Auch dem Tigerfell auf dem Boden haftet ein prestigeträchtiger Charakter an, wer sich das leisten kann, der muss schon was geleistet haben. Wer sich hingegen ein Eichhörnchen oder eine Fledermaus schießt, die Viecher plattklopft und so zu kleinen Teppichen umfunktioniert, der tickt ja nicht ganz frisch. Aus Keramik sind Dominika Bednarskys “XS-Carpets” aber richtig fresh. Clever, exzentrisch und konfrontativ schmücken 11 Kleintiere in Teppichformat die Galeriewand.
Jedem Tier ist anzusehen, welch schmerzhafte Prozedur hinter ihnen liegen mag. Der sternrüsselige Maulwurf reißt die blinden Augen auf, dem Chihuahua hängt die kleine Zunge aus dem Hals und der Hase zeigt Zähne. Trotz verzerrter Gesichter, könnte auch behauptet werden, dass die kleinen Fußabtreter Spaß haben, dass sie wie Flughunde ihre Körper ausbreiten und fröhlich umhersegeln. Spätestens, wenn Butler James an Silvester wieder über den Tigerkopf stolpert, könnte einem das Lachen im Halse stecken bleiben.
In der Raumecke liegen neun Rasenstücke. Jedes Rasenquadrat weist einen anderen Charakter auf, manche Keramikhalme haben orangene Farbmützen auf, andere wirken jünger, andere älter. Jeder einzelne Halm handgeformt, zwar nicht mit der Nagelschere zurechtgestutzt, aber nicht weniger perfekt. Auch dieser Rasen wurde mit viel Feingefühl hochgezogen. Die Serie “Rasen” erinnert an einen peniblen Stereotypen, an Rollrasen-Trends und gleichzeitig an die Zerbrechlichkeit der Natur. Watch your step.

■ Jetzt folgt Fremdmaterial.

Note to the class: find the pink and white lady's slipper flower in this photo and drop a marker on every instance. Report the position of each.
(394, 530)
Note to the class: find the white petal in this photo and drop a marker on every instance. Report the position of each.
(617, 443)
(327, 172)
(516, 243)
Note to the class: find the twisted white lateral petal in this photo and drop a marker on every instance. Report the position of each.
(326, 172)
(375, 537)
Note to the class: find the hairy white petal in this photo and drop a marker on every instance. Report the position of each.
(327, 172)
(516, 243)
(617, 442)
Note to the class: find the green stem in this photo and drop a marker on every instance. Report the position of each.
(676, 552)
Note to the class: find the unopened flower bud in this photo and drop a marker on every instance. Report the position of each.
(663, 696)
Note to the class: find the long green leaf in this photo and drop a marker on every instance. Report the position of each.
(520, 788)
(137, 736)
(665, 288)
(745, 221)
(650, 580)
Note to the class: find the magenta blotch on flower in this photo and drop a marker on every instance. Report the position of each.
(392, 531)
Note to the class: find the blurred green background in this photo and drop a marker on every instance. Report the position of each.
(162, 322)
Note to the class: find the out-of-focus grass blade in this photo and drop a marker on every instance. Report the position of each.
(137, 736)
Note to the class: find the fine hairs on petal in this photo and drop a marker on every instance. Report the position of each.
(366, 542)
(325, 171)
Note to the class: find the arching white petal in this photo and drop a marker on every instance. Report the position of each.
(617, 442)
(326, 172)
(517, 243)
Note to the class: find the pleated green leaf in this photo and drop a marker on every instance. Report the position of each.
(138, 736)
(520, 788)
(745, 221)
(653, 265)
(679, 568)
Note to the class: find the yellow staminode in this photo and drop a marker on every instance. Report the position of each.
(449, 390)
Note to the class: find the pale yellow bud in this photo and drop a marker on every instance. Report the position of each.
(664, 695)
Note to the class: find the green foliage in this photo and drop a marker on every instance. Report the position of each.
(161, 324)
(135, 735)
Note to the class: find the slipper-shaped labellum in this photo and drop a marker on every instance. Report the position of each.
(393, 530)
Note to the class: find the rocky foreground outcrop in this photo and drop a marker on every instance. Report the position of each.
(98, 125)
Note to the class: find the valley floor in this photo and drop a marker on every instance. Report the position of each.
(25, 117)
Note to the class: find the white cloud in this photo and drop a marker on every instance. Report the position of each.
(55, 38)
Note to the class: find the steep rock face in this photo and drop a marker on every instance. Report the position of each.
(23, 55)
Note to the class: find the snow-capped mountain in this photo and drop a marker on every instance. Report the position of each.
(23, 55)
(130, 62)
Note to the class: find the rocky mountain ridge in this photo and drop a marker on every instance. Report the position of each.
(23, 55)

Es ist dieser schmale Grat von Schmerz und Spaß, der Dominika Bednarskys Keramiken unwiderstehlich macht. Ihnen haftet ein verspielter Fetisch an, der Allesfresser, Naturtrampel und Humorlose in den Schwitzkasten nimmt. Sie stimmen leichtfüßig und schwermütig zugleich. Nochmals der Mäusekapelle gegenüberstehend, scheint ihr Lied Blues lastiger als eingangs. Aber vielleicht singen sie auch Reinhard Meys: “Die Würde des Schweins ist unantastbar”.
WANN: “Up to no Gouda” läuft noch bis Freitag, den 23. Dezember.
WO: Robert Grunenberg, Marburger Str. 3, 10789 Berlin.